By Kent H. Rehfeldt MD, Nikolaos J. Skubas MD, and Martin J. London MD

  • The Thebesian valve, also known as the valve of the coronary sinus (CS), is an embryologic remnant of the sinoatrial valves and in some individuals may cover up to 75% of the CS orifice.
  • The CS is imaged with intraoperative transesophageal echocardiography (TEE), most commonly in a modified midesophageal (ME) bicaval view or in a ME 4-chamber view with slight probe advancement and additional retroflexion. The Thebesian valve should be differentiated from other embryologic remnants, such as Chiari network or Eustachian valve, that may interfere with the passage of the CS catheter.

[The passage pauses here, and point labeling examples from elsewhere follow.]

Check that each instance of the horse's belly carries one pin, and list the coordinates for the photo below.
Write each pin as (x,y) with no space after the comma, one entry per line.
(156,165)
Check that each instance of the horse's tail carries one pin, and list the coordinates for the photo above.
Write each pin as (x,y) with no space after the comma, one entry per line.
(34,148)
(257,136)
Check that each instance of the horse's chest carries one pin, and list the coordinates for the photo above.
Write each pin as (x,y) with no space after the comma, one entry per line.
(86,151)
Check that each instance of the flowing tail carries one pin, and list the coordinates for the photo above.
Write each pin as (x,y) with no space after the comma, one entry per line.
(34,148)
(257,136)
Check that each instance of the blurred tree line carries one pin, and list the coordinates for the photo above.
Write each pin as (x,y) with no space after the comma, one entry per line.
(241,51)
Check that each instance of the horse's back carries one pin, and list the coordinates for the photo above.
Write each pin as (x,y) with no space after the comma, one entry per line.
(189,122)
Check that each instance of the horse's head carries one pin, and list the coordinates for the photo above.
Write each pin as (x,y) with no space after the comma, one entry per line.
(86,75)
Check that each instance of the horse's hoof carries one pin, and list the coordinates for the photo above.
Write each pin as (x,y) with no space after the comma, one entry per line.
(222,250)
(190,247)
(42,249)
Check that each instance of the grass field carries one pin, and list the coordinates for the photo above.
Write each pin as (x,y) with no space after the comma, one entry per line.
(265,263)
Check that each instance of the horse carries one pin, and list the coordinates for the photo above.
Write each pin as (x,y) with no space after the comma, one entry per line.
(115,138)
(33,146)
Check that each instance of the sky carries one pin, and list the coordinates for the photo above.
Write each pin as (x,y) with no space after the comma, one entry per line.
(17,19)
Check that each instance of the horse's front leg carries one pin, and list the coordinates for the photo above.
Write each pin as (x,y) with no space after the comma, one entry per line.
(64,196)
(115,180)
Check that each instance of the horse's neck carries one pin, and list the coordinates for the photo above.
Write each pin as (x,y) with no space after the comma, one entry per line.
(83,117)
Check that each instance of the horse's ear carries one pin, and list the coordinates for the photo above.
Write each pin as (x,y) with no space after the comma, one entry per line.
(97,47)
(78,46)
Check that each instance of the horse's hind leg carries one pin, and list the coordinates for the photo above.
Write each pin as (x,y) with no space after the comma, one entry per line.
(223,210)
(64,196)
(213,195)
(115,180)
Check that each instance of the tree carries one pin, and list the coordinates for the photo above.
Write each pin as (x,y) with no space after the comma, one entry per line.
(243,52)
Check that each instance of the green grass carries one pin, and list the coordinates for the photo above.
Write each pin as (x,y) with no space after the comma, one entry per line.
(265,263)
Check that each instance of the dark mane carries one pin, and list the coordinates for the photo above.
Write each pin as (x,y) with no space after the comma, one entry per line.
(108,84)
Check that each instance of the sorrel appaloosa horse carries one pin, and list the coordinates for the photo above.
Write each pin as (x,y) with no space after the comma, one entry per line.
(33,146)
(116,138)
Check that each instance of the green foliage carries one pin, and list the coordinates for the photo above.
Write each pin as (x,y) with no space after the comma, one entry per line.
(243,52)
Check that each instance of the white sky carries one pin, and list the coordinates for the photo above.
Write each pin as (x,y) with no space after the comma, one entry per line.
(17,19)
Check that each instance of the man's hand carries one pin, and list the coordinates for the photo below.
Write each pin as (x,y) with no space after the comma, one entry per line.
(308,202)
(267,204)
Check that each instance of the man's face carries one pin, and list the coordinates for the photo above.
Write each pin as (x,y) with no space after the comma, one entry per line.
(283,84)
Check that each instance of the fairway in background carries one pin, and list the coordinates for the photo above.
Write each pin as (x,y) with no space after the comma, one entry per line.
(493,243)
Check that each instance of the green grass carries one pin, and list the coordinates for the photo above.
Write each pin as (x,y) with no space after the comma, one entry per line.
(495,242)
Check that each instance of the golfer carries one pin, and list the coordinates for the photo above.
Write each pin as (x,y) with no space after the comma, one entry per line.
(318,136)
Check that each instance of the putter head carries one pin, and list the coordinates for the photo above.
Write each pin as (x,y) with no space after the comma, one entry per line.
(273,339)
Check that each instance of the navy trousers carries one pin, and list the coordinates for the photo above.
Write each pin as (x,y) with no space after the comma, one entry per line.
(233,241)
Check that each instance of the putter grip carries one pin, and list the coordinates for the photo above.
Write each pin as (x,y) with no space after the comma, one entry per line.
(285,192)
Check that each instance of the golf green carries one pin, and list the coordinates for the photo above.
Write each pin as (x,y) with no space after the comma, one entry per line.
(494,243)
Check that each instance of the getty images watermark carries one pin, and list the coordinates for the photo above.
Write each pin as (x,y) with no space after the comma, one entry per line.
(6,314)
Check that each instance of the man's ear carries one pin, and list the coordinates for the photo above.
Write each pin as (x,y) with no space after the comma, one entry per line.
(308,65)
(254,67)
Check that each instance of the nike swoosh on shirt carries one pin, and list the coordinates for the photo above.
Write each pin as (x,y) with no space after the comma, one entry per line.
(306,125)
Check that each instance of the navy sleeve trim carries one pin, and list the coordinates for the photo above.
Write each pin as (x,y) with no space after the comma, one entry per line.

  • In this case, a prominent Thebesian valve was attached on the posterior and superior part of the CS ostium, instead of the more typical inferior and posterior aspects, and exhibited a dynamic motion during the cardiac cycle, sealing the CS ostium at diastole. The recognition of this variation with intraoperative TEE allowed the surgeon to successfully cannulate the CS using an anterior-inferior approach.
  • Cannulation of the CS is required to administer retrograde cardioplegia. Intraoperative TEE may be used to direct the insertion of a CS catheter, thus reducing trauma associated with multiple blind cannulation attempts.